Church unity for these groups, as in the past, is something very visible and tangible, and schism was just as serious an offense as heresy. Following the Great Schism, Roman Catholicism sees and recognizes the Orthodox Sacraments as valid but illicit and without canonical jurisdiction. Eastern Orthodoxy does not have the concept of "validity" when applied to Sacraments, but it considers the form of Roman Catholic Sacraments to be acceptable, and there is some recognition of Catholic sacraments among some, but not all, Orthodox. Both generally mutually regard each other as "heterodox" and "schismatic", while continuing to recognize each other as Christian, at least secundum quid (see ecumenicism).

===Modern Christian views===
Some other Protestants hold that only believers who believe in certain fundamental doctrines know the true pathway to salvation.
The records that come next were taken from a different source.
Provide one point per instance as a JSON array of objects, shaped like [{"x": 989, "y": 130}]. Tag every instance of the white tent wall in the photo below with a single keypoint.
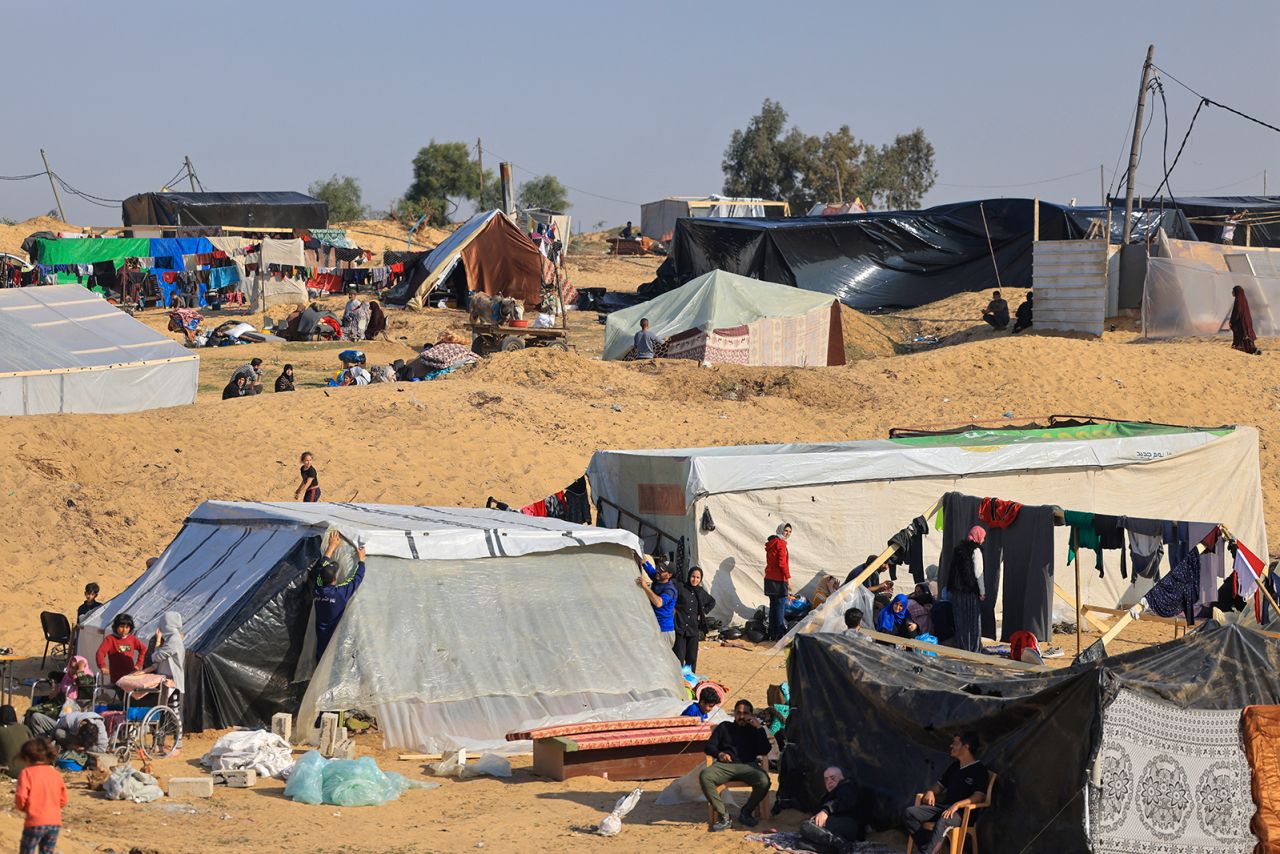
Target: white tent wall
[
  {"x": 539, "y": 636},
  {"x": 846, "y": 501}
]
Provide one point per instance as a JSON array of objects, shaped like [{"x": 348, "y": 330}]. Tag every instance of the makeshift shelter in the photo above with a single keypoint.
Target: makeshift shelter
[
  {"x": 457, "y": 635},
  {"x": 1139, "y": 752},
  {"x": 67, "y": 350},
  {"x": 232, "y": 209},
  {"x": 878, "y": 259},
  {"x": 726, "y": 318},
  {"x": 488, "y": 252},
  {"x": 658, "y": 218},
  {"x": 717, "y": 506}
]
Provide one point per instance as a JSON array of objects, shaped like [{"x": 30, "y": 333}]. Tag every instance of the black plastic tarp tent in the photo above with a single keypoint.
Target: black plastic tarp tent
[
  {"x": 888, "y": 716},
  {"x": 1208, "y": 214},
  {"x": 891, "y": 259},
  {"x": 242, "y": 210}
]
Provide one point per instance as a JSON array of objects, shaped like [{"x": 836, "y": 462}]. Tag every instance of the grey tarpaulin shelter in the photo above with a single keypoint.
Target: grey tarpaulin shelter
[
  {"x": 64, "y": 348},
  {"x": 470, "y": 624}
]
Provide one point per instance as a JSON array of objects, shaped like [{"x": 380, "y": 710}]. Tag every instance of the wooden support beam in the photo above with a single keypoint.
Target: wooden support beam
[{"x": 951, "y": 652}]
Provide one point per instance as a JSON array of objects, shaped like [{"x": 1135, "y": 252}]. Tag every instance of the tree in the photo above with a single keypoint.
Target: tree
[
  {"x": 544, "y": 191},
  {"x": 442, "y": 173},
  {"x": 343, "y": 195},
  {"x": 905, "y": 170},
  {"x": 768, "y": 160}
]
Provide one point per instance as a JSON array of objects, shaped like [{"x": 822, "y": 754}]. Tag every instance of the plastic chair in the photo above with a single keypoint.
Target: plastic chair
[
  {"x": 762, "y": 809},
  {"x": 58, "y": 634},
  {"x": 965, "y": 831}
]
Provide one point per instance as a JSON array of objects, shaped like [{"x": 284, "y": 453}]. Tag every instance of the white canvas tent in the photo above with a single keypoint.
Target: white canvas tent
[
  {"x": 726, "y": 318},
  {"x": 470, "y": 624},
  {"x": 658, "y": 218},
  {"x": 846, "y": 499},
  {"x": 64, "y": 348}
]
The core of this doctrine is that Jesus Christ was a perfect man, is the Son of God and that he died and rose again for the wrongdoing of those who will accept the gift of salvation. They continue to believe in "one" church, an "invisible church" which encompasses different types of Christians in different sects and denominations, believing in certain issues they deem fundamental, while disunited on a variety of doctrines they deem non-fundamental. Some evangelical Protestants are doubtful if Roman Catholics or Eastern Orthodox can possibly be members of this "invisible church", and usually they reject religious (typically restorationist) movements rooted in 19th-century American Christianity, such as Mormonism, Christian Science, or Jehovah's Witnesses as not distinctly Christian.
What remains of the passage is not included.